Tetapi, sebagai tanda ketegangan antara daerah dan pemerintahannya, beberapa pemimpin daerah meminta pemerintah pusat untuk memberikan lebih banyak dukungan.

Pemerintah regional Catalonia mengatakan ingin dan siap untuk membatasi seluruh wilayah karena epidemi dan meminta pemerintah pusat untuk memblokir aksesnya melalui udara, kereta api dan air, kata pemimpin regional Quim Torra.

Tujuannya adalah untuk membatasi masuknya penumpang ke wilayah tersebut dari zona risiko coronavirus di seluruh Spanyol dan Eropa, tetapi langkah yang diusulkan tidak akan menghalangi lalu lintas jalan barang penting dari Spanyol ke Prancis, seorang juru bicara pemerintah Catalan menambahkan.

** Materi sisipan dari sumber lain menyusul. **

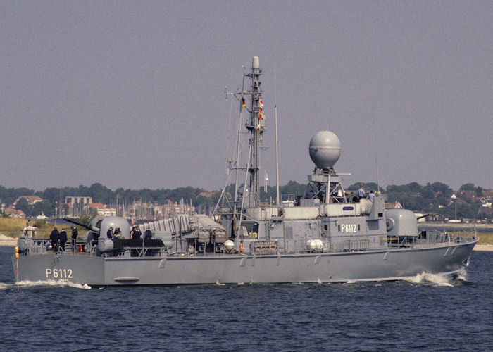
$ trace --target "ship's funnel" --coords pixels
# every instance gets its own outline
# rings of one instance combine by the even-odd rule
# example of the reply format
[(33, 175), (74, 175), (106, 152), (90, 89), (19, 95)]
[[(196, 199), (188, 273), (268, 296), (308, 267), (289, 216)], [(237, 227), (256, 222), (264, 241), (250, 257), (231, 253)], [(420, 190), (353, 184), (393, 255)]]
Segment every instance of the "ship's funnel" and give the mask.
[(330, 131), (320, 131), (310, 139), (310, 158), (317, 168), (328, 170), (341, 155), (341, 141)]
[(251, 68), (260, 68), (258, 56), (254, 56), (254, 60), (251, 61)]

Meskipun dinasihati untuk tidak melakukannya, orang masih akan diizinkan untuk pindah ke Catalonia - wilayah terkaya kedua di Spanyol dengan lebih dari 7 juta - kecuali di kota-kota yang sudah terkunci, tambahnya.


Dalam aksi besar-besaran pertama di Spanyol, otoritas Catalan pada hari Kamis mengunci empat kota di utara Barcelona, ​​sementara pada hari Jumat mereka memerintahkan penutupan pusat kebugaran, klub malam dan pusat perbelanjaan, selain dari yang menjual makanan.

Pemimpin regional Madrid Isabel Diaz Ayuso mengatakan dia tidak memiliki kekuatan untuk membuat ibukota dikunci dan bahwa keputusan seperti itu harus datang dari pemerintah pusat.

Pemerintahannya di wilayah terkaya Spanyol mengatakan bahwa mulai tengah malam (2300 GMT) dan hingga setidaknya 26 Maret, bar, restoran dan toko, kecuali toko makanan, pompa bensin dan lainnya yang menjual barang-barang penting, akan ditutup untuk umum.

Bar dan restoran masih dapat menyediakan layanan pengiriman rumah atau menjemput makanan di tempat.